Heather Hyde Minor, Piranesi's Lost Words (2015), p. 1.


1 November 2019

Mary Boone's 180 hours of community service   hours 57 58


1 November 2022   Tuesday
The first paragraph of Piranesi's Lost Words is a condensed conflation that produces little in terms of historical accuracy. If you want to more successfully imagine the days before a specific historical event, then approach those days with only the knowledge and viewpoint of the times just before the final days. After-the-fact/event-knowledge has no guaranteed bearing on the event itself.
It's a bit surprising that the words Circus Flaminius jam tum Apollinaris backwards might just be the last thing Piranesi ever etched. Yet, at the same time, it's wonderful to see Piranesi's final project seamlessly align with the transition from Maxentius to Constantine, the very hinge of ancient Rome's pagan/Christian double theater.

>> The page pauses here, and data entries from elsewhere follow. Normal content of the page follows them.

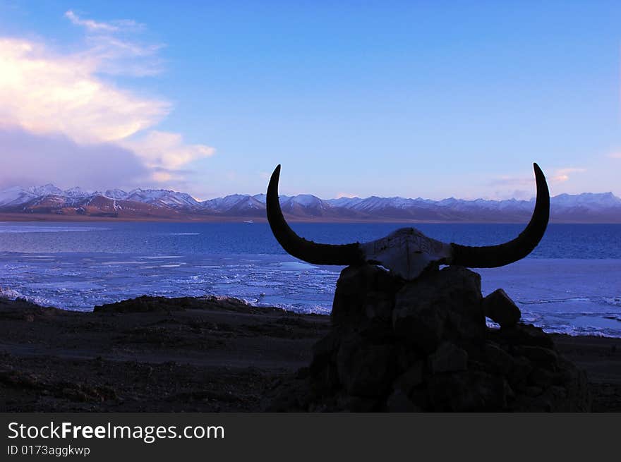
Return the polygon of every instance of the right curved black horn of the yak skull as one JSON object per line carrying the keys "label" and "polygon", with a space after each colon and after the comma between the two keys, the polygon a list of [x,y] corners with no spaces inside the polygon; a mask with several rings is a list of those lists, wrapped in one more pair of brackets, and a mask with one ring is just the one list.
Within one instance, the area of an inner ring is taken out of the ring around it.
{"label": "right curved black horn of the yak skull", "polygon": [[545,233],[550,219],[550,192],[548,183],[545,182],[543,171],[537,164],[535,169],[535,181],[537,185],[537,200],[531,221],[517,238],[500,245],[488,245],[486,247],[469,247],[451,243],[452,265],[471,268],[495,268],[509,265],[526,257],[536,248]]}

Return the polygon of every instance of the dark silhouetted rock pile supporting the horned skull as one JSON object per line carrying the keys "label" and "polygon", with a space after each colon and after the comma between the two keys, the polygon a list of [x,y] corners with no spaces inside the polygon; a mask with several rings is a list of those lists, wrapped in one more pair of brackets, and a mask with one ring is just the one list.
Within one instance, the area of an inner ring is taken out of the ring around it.
{"label": "dark silhouetted rock pile supporting the horned skull", "polygon": [[402,281],[374,265],[347,267],[330,332],[267,410],[589,411],[584,372],[519,317],[504,291],[483,298],[469,269]]}

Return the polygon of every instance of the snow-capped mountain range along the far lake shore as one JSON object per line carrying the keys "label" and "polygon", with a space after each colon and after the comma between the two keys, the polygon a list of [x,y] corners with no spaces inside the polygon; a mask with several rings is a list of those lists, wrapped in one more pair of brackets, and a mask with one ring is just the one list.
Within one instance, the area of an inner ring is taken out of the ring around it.
{"label": "snow-capped mountain range along the far lake shore", "polygon": [[[308,194],[280,196],[282,211],[291,220],[306,221],[528,221],[531,200],[444,200],[404,197],[341,197],[322,200]],[[61,190],[52,184],[0,191],[3,219],[24,219],[16,214],[37,214],[37,219],[109,217],[118,219],[265,219],[265,194],[234,194],[198,201],[171,190],[120,189]],[[32,217],[35,218],[35,217]],[[550,220],[621,223],[621,199],[613,193],[561,194],[550,200]]]}

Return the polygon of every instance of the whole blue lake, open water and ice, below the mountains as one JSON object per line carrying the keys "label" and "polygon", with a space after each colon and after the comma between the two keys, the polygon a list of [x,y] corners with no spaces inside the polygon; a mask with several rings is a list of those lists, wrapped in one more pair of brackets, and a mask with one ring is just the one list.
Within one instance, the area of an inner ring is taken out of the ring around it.
{"label": "whole blue lake, open water and ice, below the mountains", "polygon": [[[325,243],[370,241],[399,224],[292,224]],[[416,224],[428,236],[490,245],[519,224]],[[140,295],[226,295],[256,305],[330,312],[342,267],[290,257],[262,223],[0,223],[0,288],[69,310]],[[548,332],[621,337],[621,225],[550,224],[524,260],[476,269],[526,321]]]}

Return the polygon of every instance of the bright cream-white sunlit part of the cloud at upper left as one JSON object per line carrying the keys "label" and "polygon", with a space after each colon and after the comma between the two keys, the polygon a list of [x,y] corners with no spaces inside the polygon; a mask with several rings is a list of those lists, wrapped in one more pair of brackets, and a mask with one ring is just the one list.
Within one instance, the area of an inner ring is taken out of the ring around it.
{"label": "bright cream-white sunlit part of the cloud at upper left", "polygon": [[76,142],[127,138],[160,121],[170,104],[97,78],[96,63],[42,44],[0,39],[0,125],[63,133]]}

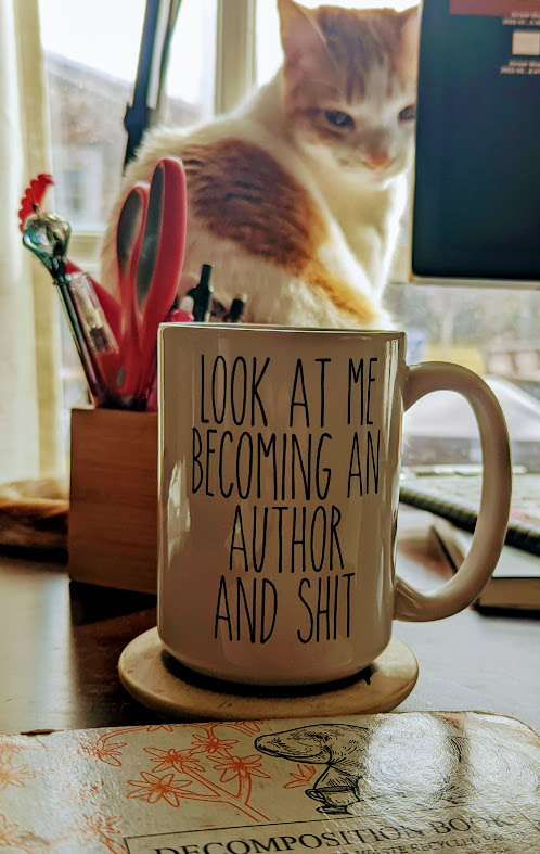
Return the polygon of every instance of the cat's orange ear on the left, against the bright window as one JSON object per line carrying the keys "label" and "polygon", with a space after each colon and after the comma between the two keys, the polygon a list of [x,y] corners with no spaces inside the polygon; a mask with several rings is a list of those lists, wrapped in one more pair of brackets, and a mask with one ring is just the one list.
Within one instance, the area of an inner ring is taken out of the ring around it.
{"label": "cat's orange ear on the left, against the bright window", "polygon": [[[303,99],[309,88],[335,91],[338,72],[317,17],[294,0],[278,0],[285,54],[286,98]],[[297,104],[301,105],[301,104]]]}

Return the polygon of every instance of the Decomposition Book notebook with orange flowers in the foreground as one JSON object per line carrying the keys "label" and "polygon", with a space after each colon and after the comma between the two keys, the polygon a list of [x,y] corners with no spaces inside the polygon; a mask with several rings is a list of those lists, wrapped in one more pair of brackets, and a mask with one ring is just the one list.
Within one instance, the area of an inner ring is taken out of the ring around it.
{"label": "Decomposition Book notebook with orange flowers in the foreground", "polygon": [[540,739],[473,712],[0,736],[0,849],[540,852]]}

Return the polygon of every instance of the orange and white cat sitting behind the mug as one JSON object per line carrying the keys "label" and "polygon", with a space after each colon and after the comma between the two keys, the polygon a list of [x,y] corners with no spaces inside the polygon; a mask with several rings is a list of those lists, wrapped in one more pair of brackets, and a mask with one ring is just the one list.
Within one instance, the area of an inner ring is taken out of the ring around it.
{"label": "orange and white cat sitting behind the mug", "polygon": [[[217,302],[247,295],[246,322],[385,327],[381,296],[413,151],[417,8],[278,7],[277,76],[229,116],[150,132],[121,196],[159,157],[180,156],[189,200],[180,292],[206,263]],[[102,281],[114,290],[115,278],[111,225]]]}

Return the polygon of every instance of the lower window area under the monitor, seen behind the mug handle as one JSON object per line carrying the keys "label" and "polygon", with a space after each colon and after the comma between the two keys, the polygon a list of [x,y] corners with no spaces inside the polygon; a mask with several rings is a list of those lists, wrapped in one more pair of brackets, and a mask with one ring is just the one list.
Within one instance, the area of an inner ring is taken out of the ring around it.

1 November 2023   Wednesday

Not till the evening did I remember Andrew's text/question sent late last night: "What does your life tell you about coincidences? I'm so curious." I never thought about coincidences in quite that way before, but the question does seem to merit a thoughtfully considered answer. Not sure, however, if this is the place to deliver that answer, although there are coincidences within The Discovery of Piranesi's Final Project worthy of elaboration. Stay tuned, I suppose.

My other thoughts were about Bianconi's presence, or not, at Piranesi's last Accademia di San Luca attendance 11 October 1778.